Cloud Dance Sunday


Cloud Dance Festival & Giant Olive
Lion and Unicorn Theatre

Tori Guy and Francesco Ferrari in Tori and Francesco
B-Hybrid Dance in Foundations
Johnny Autin

Cloud Dance Festival and Giant Olive have joined forces to present regular performances of contemporary dance one Sunday night each month at Giant Olive’s Kentish Town theatre above a pleasant pub.

The bill this Sunday offered four very different pieces beginning with B-Hybrid Dance in Brian Gillespie’s Foundations, a lively, spiky work that seems expressive of releasing tensions through group support. Danced by Gillespie himself with Jumar Aben, Jade Hinksman, Eloise Sheldon and Alex Buchanan, it made a refreshing opener, carefully crafted as a group work yet with a sense of spontaneity.

Foundations was delightfully offset by the solos from Julia Pond that followed. Her work is firmly based on the principles of Isadora Duncan's technique and she began with some fluid examples from her Duncan repertoire danced to Schubert and Chopin before embarking on her own work Take/Give.

She has previously performed this choreography to baroque music but here, somewhat experimentally, she danced it to a Leonard Cohen song—and it worked beautifully. It is a dance in which she stretches a swathe of silk along the ground, swirls it around her feet and drapes it over herself. It is a very personal interpretation of the Duncan style spoiled only by a moment when she covers her head for just too long denying the audience contact with the dancer.

After the interval, Nina von der Werth’s Tori and Francesco (named after its performers, Francesco Ferrari and Tori Guy) is a spirited tongue-in-cheek duet for a bloke and his bird, a yellow feathered female scattering plumage around the stage, with some lithesome lifts and a presentation of a feather as a jokey reference to The Firebird.

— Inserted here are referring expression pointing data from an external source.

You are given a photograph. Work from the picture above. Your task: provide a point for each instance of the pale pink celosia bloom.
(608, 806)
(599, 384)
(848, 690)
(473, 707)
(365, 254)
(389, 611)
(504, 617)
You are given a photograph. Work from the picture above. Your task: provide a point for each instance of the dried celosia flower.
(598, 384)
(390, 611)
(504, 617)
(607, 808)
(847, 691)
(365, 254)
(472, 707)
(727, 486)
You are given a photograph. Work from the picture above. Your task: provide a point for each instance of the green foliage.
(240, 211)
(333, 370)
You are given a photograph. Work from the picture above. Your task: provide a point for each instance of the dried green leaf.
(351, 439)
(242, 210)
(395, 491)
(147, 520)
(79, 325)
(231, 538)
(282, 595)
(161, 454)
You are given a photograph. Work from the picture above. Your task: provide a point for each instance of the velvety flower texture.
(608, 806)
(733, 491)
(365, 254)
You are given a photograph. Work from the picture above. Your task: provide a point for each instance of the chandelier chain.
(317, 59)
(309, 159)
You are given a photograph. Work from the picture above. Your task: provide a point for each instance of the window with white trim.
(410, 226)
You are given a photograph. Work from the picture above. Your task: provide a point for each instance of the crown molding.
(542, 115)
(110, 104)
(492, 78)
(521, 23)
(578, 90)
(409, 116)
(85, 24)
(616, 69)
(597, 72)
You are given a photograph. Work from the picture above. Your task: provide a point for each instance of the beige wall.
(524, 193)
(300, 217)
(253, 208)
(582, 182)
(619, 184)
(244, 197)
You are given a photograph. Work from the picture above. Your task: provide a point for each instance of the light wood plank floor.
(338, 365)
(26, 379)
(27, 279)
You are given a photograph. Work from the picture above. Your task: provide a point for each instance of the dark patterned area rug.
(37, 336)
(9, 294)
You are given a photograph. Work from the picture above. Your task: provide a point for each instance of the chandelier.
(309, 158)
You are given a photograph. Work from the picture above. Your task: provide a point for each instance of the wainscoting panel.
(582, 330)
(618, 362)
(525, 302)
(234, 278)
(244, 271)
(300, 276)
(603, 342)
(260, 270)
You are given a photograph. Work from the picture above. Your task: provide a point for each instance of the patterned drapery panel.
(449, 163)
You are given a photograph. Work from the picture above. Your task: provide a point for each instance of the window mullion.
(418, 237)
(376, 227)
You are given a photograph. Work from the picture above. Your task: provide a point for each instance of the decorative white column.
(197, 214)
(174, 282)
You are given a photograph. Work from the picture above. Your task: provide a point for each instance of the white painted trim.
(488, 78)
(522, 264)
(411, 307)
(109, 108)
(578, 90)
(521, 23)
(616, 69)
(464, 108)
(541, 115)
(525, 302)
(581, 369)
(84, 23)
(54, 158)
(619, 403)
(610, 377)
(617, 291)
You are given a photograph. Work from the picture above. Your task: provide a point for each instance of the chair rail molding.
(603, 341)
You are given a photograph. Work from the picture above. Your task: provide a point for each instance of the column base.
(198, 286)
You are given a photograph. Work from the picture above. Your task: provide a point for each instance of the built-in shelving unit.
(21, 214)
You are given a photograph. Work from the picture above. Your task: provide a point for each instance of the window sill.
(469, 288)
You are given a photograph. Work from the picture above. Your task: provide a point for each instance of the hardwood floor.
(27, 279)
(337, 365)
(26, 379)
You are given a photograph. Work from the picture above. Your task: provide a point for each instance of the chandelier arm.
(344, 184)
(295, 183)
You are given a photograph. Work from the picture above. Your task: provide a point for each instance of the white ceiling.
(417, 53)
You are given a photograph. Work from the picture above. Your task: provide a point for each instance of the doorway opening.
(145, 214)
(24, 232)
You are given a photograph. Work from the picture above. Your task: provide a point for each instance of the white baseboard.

It is an attractive showcase for these young dancers and they deliver it with panache.

The final work, choreographed and performed by Johnny Autin, was in dark contrast to von der Werth’s exuberance. Taksim Square is a piece, which he considers still a work in progress, inspired by Turkish protests against the government of Recep Tayyip Erdoğan, especially the violent clashes with police in Ankara and Istanbul.

Dance is not the easiest medium in which to make a political statement—it can too easily come out propagandist—but Autin imbues this work with determination, pain and passion. It is packed with feeling but there is much more here than the physicality of rebellion and repression. Whether projecting himself across the stage, a rolling body on the ground or displaying the spotlit muscle movement of a stationary back, Autin captures something inexplicable in this exciting and thought-provoking performance.

If future programmes can be as stimulating as this, the Lion and Unicorn’s series of contemporary dance performances will earn itself a regular place in the dance diary of anyone who likes seeing new work and dance up close.

The next Cloud Dance Sundays will be on 4 August and 8 September 2013.